Your commission is paying for the expertise and logistical coordination that will likely end up boosting your bottom line. “I try to make sure my sellers are aware of the value we add from negotiating the details, getting through due diligence, making sure that the title company is doing their job and that we’re closing on time. We are getting our seller from point A to point B,” Whitner says. “We’re getting them to the finish line and getting the most money in their pocket in the shortest amount of time.”
Naturally, you can expect to sell your home faster for the highest commission when you work with a top-performing agent in your area with a proven track record of driving results. HomeLight’s agent matching platform can help you find a top-performing agent in your area.
Because property values differ dramatically in different parts of the county, agent income from sales can differ a great deal as well. In Atlanta, where the average home costs $369,384, a seller’s agent can expect to bring home about $5,541 after paying the buyer agent’s commission and broker fees, according to HomeLight data. In the pricey city of Los Angeles, where the average home costs $810,372, a seller’s agent can expect to bring home about $12,156.
Frequently Asked Questions
Can you negotiate the commission fee with your agent?
Yes, you may attempt to negotiate the rate with your agent. ”Everything is negotiable and you can negotiate the fee,” Whitner says, noting that some agents do it frequently as part of a discount business model.
However, the lowest fee doesn’t always equate to the most value. Agents need a viable budget to market your home and fetch the highest possible price.
Do I owe money to my agent if my house doesn’t sell?
No. “The good thing for the buyer is the agent doesn’t get paid until you get paid,” Whitner says.

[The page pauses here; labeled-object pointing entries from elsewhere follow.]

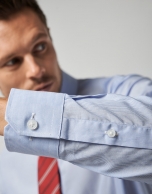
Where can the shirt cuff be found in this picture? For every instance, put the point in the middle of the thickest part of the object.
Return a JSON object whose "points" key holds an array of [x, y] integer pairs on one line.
{"points": [[48, 110]]}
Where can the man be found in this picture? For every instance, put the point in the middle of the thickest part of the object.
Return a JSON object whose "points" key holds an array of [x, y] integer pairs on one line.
{"points": [[108, 134]]}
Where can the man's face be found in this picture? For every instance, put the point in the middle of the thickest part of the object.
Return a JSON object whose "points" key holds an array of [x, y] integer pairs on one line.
{"points": [[27, 56]]}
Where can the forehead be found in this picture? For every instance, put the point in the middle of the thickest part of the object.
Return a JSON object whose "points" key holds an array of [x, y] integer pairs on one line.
{"points": [[20, 25], [16, 32]]}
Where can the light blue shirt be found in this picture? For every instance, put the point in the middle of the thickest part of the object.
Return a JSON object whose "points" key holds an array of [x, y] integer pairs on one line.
{"points": [[76, 129]]}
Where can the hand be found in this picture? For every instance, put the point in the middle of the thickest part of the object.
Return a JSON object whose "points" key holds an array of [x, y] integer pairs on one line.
{"points": [[3, 123]]}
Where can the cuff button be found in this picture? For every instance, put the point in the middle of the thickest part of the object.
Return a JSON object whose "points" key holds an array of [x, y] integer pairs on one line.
{"points": [[111, 133]]}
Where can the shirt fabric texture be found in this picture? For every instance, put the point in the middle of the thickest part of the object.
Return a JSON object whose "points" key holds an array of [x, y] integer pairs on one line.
{"points": [[72, 127]]}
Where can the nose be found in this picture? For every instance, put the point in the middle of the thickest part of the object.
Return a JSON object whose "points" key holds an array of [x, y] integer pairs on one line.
{"points": [[34, 69]]}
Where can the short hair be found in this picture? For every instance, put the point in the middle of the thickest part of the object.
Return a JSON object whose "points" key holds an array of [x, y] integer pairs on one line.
{"points": [[11, 7]]}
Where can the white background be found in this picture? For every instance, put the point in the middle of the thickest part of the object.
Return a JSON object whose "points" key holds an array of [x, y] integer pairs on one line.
{"points": [[101, 37]]}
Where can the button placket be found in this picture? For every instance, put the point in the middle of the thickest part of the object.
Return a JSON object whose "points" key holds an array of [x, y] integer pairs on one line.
{"points": [[32, 124]]}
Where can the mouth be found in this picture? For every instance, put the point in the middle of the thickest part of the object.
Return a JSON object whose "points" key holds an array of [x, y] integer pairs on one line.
{"points": [[44, 87]]}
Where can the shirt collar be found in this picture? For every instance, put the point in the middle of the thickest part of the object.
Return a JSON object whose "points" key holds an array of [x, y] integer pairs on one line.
{"points": [[69, 84]]}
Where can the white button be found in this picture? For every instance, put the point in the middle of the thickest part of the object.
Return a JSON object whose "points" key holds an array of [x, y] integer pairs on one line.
{"points": [[111, 133], [32, 124]]}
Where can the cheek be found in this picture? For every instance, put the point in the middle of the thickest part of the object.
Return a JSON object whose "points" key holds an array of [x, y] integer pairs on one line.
{"points": [[10, 80]]}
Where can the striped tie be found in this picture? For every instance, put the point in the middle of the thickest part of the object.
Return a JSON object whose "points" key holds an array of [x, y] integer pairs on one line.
{"points": [[48, 176]]}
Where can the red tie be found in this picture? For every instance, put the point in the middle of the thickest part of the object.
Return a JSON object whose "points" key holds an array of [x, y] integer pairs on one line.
{"points": [[48, 176]]}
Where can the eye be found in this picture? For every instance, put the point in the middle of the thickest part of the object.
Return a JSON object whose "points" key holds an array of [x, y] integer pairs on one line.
{"points": [[12, 62], [40, 47]]}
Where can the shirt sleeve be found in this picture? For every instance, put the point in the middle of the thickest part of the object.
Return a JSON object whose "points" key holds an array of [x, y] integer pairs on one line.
{"points": [[110, 134]]}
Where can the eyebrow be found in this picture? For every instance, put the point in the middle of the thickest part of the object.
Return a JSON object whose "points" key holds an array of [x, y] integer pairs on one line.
{"points": [[34, 39]]}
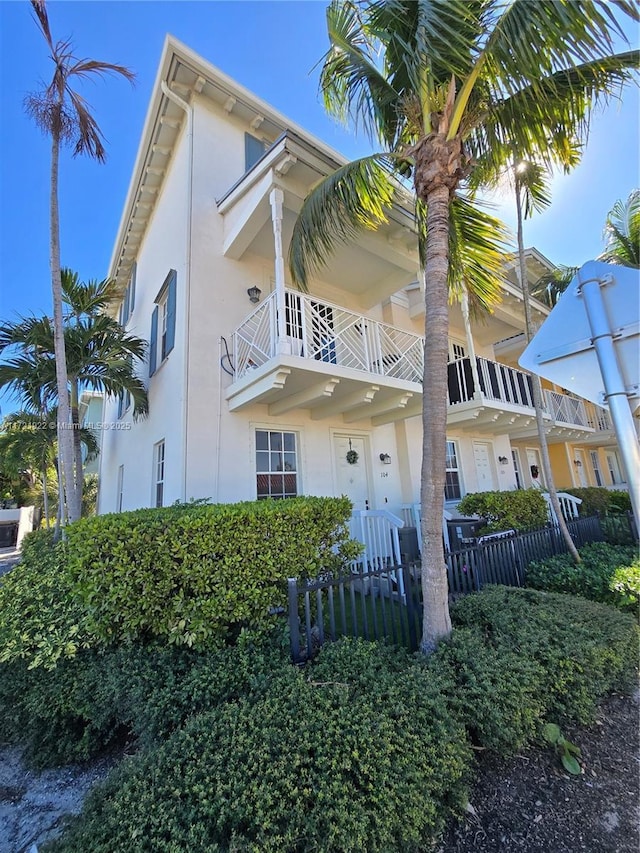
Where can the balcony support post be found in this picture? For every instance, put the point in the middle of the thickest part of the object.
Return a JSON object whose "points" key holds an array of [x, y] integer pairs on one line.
{"points": [[470, 347], [276, 199]]}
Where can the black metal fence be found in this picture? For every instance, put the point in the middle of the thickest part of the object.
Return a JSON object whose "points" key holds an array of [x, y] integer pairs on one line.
{"points": [[387, 603]]}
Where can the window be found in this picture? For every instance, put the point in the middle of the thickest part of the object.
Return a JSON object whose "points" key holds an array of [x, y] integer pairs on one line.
{"points": [[595, 464], [119, 489], [163, 322], [129, 299], [254, 148], [158, 473], [452, 490], [276, 464]]}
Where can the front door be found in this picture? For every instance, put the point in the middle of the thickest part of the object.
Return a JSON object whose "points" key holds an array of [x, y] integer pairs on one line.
{"points": [[351, 470], [484, 466], [580, 468]]}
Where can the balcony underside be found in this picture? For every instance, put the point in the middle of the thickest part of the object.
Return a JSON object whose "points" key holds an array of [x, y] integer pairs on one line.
{"points": [[289, 382]]}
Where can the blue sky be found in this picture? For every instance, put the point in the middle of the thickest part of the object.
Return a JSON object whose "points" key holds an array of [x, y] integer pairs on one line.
{"points": [[271, 48]]}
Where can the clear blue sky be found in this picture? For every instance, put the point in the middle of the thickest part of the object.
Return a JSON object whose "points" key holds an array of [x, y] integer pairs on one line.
{"points": [[271, 48]]}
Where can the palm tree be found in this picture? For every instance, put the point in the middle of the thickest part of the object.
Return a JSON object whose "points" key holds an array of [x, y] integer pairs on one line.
{"points": [[622, 232], [63, 114], [449, 88], [100, 356]]}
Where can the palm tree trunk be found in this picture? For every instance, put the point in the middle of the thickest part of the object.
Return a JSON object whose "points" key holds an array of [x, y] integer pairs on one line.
{"points": [[537, 388], [65, 437], [435, 590], [77, 445]]}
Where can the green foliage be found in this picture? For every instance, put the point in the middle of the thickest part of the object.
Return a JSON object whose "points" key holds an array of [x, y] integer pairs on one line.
{"points": [[523, 509], [565, 749], [593, 578], [601, 501], [494, 691], [41, 621], [585, 649], [192, 574], [335, 757]]}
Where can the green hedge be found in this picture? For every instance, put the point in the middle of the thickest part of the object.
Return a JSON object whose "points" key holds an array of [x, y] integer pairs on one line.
{"points": [[356, 753], [607, 573], [41, 620], [596, 499], [523, 509], [584, 649]]}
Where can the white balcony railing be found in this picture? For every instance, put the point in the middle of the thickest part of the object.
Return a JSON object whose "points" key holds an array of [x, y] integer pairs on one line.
{"points": [[328, 333], [567, 410]]}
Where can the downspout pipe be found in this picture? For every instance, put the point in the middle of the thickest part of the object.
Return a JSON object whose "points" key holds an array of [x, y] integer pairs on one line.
{"points": [[188, 109]]}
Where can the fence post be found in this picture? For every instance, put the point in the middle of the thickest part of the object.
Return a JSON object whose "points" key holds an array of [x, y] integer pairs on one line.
{"points": [[408, 592], [294, 623]]}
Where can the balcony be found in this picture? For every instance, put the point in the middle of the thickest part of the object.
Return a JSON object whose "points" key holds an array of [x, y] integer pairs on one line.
{"points": [[332, 361]]}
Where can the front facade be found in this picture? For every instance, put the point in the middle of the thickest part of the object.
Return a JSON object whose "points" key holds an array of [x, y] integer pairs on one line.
{"points": [[258, 390]]}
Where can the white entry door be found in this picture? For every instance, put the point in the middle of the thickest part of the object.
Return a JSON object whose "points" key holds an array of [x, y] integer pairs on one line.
{"points": [[352, 476], [578, 458], [484, 466]]}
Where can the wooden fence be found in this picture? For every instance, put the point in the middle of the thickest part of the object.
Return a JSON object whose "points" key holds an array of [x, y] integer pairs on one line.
{"points": [[387, 602]]}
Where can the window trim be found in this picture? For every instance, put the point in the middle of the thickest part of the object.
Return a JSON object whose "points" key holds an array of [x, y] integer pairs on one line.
{"points": [[281, 430], [159, 467]]}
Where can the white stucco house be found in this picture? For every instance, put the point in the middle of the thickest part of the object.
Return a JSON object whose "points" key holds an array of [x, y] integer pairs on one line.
{"points": [[256, 389]]}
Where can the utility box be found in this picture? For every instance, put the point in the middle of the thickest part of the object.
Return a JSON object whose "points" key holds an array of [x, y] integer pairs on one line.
{"points": [[461, 530], [409, 552]]}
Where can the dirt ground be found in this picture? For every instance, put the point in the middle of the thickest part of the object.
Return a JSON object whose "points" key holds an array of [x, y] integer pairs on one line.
{"points": [[530, 804], [526, 804]]}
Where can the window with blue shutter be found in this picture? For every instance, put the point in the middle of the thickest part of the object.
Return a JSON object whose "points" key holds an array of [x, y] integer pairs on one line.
{"points": [[254, 148], [153, 342]]}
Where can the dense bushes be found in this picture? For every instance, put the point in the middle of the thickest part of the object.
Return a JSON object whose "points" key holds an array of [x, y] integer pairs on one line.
{"points": [[41, 621], [596, 499], [189, 573], [584, 649], [607, 573], [523, 509], [357, 753]]}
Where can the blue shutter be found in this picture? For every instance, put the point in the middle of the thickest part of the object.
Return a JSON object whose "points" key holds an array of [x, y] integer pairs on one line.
{"points": [[132, 288], [253, 150], [171, 314], [153, 342]]}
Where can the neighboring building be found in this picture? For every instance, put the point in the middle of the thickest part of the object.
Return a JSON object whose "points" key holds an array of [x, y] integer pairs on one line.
{"points": [[256, 389]]}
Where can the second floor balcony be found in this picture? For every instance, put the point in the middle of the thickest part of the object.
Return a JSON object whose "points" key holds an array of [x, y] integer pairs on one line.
{"points": [[335, 361]]}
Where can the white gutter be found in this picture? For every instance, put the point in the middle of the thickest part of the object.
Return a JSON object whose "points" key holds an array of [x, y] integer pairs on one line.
{"points": [[188, 109]]}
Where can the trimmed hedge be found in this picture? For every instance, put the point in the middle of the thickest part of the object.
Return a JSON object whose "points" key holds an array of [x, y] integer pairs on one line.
{"points": [[607, 573], [585, 649], [597, 499], [357, 753], [523, 509]]}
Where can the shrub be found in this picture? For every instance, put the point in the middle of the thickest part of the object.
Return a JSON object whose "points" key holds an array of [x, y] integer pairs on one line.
{"points": [[193, 574], [584, 648], [333, 758], [601, 501], [41, 620], [523, 509], [496, 692], [593, 577]]}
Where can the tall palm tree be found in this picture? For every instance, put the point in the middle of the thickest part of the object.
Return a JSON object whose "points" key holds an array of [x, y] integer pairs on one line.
{"points": [[64, 115], [100, 356], [447, 88], [622, 232]]}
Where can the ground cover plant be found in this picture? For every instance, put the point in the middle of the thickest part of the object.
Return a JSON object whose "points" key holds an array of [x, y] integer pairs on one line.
{"points": [[523, 509], [607, 573]]}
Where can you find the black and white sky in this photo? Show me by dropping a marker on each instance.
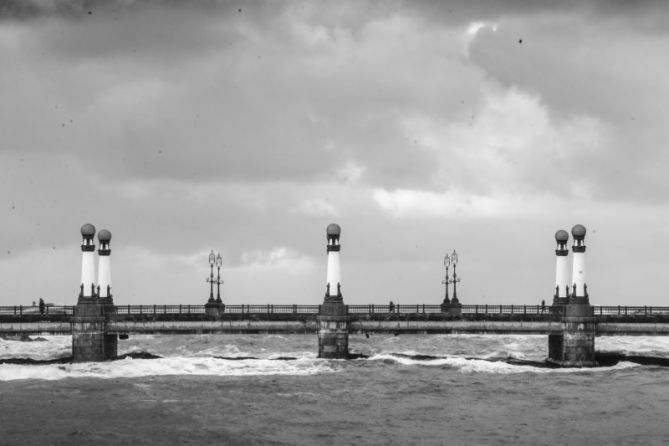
(420, 127)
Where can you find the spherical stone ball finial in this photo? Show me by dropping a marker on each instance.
(104, 236)
(578, 231)
(88, 230)
(333, 230)
(562, 236)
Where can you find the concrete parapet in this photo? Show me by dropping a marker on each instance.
(452, 308)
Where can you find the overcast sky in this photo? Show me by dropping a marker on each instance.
(419, 127)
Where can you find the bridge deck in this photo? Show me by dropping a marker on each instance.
(510, 319)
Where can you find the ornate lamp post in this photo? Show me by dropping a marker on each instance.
(455, 280)
(219, 263)
(210, 279)
(447, 263)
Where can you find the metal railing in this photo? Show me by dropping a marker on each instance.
(485, 309)
(20, 310)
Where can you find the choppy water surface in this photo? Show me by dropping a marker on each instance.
(260, 389)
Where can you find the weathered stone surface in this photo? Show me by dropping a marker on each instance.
(575, 345)
(90, 339)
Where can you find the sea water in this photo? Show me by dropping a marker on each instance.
(272, 389)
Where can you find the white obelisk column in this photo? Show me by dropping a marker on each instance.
(88, 285)
(561, 267)
(333, 290)
(104, 265)
(579, 287)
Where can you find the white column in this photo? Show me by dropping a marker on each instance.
(104, 263)
(334, 270)
(88, 281)
(562, 276)
(562, 265)
(578, 269)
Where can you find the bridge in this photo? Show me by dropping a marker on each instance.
(372, 318)
(571, 322)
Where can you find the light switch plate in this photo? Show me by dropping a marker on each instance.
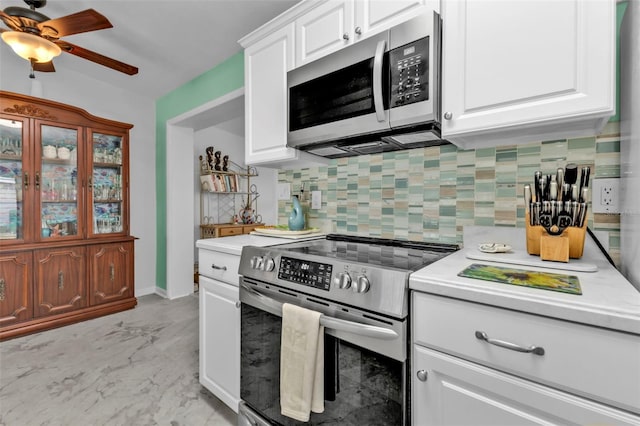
(284, 191)
(316, 200)
(605, 195)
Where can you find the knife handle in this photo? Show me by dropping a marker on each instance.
(571, 173)
(560, 177)
(527, 198)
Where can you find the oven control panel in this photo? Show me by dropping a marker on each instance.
(312, 274)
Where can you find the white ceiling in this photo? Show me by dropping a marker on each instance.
(171, 42)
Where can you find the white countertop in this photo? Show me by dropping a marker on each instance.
(608, 299)
(233, 244)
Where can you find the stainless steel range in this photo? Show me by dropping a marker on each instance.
(360, 285)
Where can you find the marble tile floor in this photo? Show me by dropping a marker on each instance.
(138, 367)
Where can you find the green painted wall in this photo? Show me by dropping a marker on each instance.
(220, 80)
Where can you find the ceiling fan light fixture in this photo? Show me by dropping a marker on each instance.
(31, 47)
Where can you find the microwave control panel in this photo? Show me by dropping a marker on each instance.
(409, 66)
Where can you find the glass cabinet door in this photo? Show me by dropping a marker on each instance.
(106, 182)
(12, 170)
(58, 182)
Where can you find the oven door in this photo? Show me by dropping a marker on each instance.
(362, 385)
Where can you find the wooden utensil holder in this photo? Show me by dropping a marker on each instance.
(559, 248)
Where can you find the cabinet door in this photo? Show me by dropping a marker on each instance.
(60, 280)
(220, 340)
(373, 16)
(525, 67)
(58, 179)
(15, 288)
(110, 272)
(16, 178)
(449, 391)
(266, 65)
(108, 187)
(325, 29)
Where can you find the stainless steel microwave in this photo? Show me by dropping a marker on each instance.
(379, 94)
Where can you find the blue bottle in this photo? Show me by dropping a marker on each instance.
(296, 218)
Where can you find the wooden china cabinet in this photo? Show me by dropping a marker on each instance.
(66, 254)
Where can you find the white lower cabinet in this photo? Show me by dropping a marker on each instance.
(475, 364)
(458, 392)
(220, 340)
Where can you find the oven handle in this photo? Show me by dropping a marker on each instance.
(274, 307)
(377, 80)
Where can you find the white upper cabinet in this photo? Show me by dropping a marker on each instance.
(521, 71)
(335, 24)
(325, 29)
(265, 77)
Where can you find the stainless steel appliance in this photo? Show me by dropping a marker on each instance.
(379, 94)
(360, 285)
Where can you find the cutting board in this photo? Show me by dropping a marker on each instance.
(521, 257)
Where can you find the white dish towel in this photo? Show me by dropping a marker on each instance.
(301, 363)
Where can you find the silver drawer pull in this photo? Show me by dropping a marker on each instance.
(538, 350)
(222, 268)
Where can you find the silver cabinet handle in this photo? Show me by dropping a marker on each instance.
(538, 350)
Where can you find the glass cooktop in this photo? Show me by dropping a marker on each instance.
(397, 254)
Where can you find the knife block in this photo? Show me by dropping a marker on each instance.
(558, 248)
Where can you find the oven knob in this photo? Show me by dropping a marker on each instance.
(269, 264)
(343, 280)
(361, 285)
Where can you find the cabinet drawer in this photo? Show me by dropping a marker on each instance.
(597, 363)
(225, 232)
(219, 266)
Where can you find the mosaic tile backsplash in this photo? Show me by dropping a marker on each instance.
(430, 194)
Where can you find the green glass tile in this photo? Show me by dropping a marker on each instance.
(484, 221)
(402, 183)
(448, 148)
(485, 152)
(432, 163)
(485, 186)
(447, 210)
(506, 155)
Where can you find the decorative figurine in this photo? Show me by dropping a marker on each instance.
(217, 160)
(210, 159)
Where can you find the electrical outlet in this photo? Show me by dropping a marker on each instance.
(284, 191)
(316, 200)
(605, 196)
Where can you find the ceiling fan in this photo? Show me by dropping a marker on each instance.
(36, 38)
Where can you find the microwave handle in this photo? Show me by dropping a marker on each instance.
(275, 307)
(378, 61)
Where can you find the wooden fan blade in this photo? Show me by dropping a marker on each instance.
(81, 22)
(44, 66)
(9, 21)
(96, 57)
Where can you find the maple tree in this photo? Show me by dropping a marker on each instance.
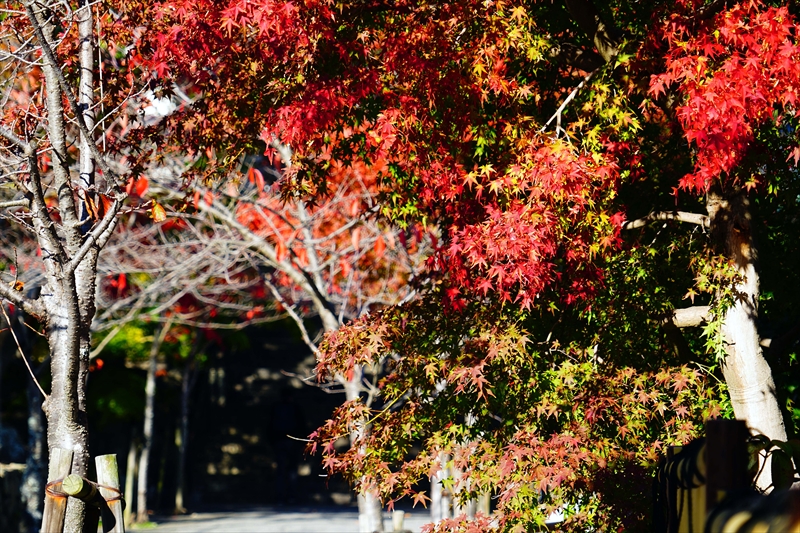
(63, 187)
(331, 260)
(566, 153)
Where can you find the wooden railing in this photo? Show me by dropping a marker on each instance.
(705, 487)
(103, 498)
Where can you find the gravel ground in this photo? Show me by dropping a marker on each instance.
(279, 520)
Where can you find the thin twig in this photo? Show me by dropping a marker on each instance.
(572, 95)
(21, 353)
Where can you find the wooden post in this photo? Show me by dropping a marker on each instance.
(108, 485)
(83, 489)
(55, 501)
(726, 459)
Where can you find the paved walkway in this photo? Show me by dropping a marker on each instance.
(280, 520)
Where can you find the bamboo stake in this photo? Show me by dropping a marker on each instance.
(108, 484)
(55, 501)
(86, 491)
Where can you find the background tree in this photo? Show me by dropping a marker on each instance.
(62, 188)
(537, 137)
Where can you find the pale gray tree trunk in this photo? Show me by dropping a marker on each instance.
(747, 374)
(149, 422)
(34, 476)
(370, 510)
(189, 376)
(130, 474)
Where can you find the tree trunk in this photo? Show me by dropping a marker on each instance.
(66, 423)
(147, 428)
(370, 510)
(130, 473)
(187, 384)
(747, 374)
(34, 476)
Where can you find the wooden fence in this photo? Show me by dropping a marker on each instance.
(103, 498)
(705, 487)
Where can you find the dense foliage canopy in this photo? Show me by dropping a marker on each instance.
(555, 149)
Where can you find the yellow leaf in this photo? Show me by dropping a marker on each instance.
(157, 213)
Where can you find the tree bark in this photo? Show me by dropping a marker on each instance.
(149, 420)
(747, 374)
(189, 375)
(370, 510)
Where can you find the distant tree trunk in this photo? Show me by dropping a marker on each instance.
(187, 384)
(130, 474)
(747, 374)
(35, 474)
(370, 510)
(147, 429)
(440, 497)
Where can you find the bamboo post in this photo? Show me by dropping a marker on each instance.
(55, 501)
(108, 485)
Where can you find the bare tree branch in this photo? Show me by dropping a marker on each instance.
(688, 317)
(680, 216)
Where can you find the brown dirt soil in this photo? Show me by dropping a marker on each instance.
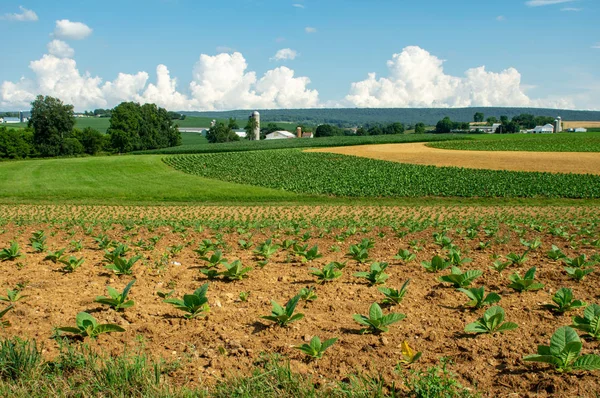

There are some exceptions to this, though, so make sure you’re clear on your contract. For instance, if you back out of a sale at the last minute, you may still owe commission.
Can the same agent represent both the buyer and the seller?
When a real estate agent represents both the buyer and the seller, this is known as dual agency. In some states, it’s completely illegal. Elsewhere, it is legal only if fully disclosed to both buyer and seller.
So, Should You Hire a Real Estate Agent?
For Gaskins, explaining his worth to his clients is simple. He looks at his role as not only results-driven but one of empathy. “We are here to solve people’s problems,” Gaskins said. “We’re here to solve problems people don’t know how to solve for themselves. Every deal has hiccups and everyone on your team should be focused on how to make these problems go away.”